Just take the sprouting squash and then turn it upside down so that the top bit that the sprout is coming out of is in the soil.
The roots come out of that point as well and not the bottom as you might suspect.
Plant it halfway and keep it moist.

They will scramble a bit but it's easy enough to control. Just take the lead shoots and turn them back without kinking.
They are best picked when they are a little larger than a pear otherwise they do get a little fibrous.

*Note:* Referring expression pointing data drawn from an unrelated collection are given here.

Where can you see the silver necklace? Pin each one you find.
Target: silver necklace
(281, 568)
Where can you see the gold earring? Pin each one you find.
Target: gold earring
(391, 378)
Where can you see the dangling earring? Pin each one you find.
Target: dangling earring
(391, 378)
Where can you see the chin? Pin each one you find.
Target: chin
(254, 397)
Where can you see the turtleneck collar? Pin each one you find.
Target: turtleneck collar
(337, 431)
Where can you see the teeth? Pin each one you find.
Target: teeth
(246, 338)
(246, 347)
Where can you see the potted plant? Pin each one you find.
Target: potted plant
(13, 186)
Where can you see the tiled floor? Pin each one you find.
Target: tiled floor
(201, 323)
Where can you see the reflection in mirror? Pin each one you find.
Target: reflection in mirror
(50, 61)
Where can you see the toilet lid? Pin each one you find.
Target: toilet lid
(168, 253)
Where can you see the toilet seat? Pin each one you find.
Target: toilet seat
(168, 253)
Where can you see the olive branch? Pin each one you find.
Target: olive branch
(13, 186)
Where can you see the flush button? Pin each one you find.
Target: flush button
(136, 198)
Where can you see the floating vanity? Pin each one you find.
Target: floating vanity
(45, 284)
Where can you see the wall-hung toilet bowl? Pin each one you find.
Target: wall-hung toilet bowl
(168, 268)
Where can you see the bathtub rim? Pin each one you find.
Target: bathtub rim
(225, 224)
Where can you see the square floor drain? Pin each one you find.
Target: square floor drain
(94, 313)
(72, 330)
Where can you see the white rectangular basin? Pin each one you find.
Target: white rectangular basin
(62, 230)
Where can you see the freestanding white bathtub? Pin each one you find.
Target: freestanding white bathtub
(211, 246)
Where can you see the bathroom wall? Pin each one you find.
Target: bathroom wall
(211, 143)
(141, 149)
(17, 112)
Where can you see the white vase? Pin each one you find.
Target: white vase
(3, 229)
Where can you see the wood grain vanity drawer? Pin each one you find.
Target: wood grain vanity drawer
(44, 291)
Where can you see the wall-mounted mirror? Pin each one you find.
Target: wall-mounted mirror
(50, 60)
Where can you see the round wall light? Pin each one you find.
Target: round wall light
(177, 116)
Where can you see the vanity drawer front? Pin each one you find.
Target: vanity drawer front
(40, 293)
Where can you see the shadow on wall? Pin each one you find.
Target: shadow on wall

Herein Australia we use them in soups, stews, steamed, mashed and we also make chutneys and relishes with them because you tend to get a glut.
The really good thing about them is they don't tend to turn to mush when put into stews and they absorb flavors well.
A good way of bulking out whatever your cooking instead of using pasta or potatoes.


----------



## k0xxx (Oct 27, 2011)

If it is indeed the chayote that you are referring to, in New Orleans where I grew up, they are called mirlitons. I've been trying to locate a source for the variety grown in New Orleans for a number of years. Everyone that I know from the area, that grew them, lost theirs in 2005 to the flood waters. I've tried growing the ones from the store, but as of yet I have not had any luck with them reaching maturity. Let us know how it works out for you.


----------



## Davarm (Oct 22, 2011)

Well, Tank_Girl, That is what I ment. I have only seen them in local grocery stores and they have dropped the "h" and just called them "Coyote". 

Thank you for the info, I will try them the next time I make a soup, sounds pretty good. I knew they had to be good for something else besides pickles.

You call them "Choko"? I will add that to my phrase book right next to "G'day" and "No Worries" We have a few Aussies around here at some of the big horse outfits. 

Daing, I love that accent.


----------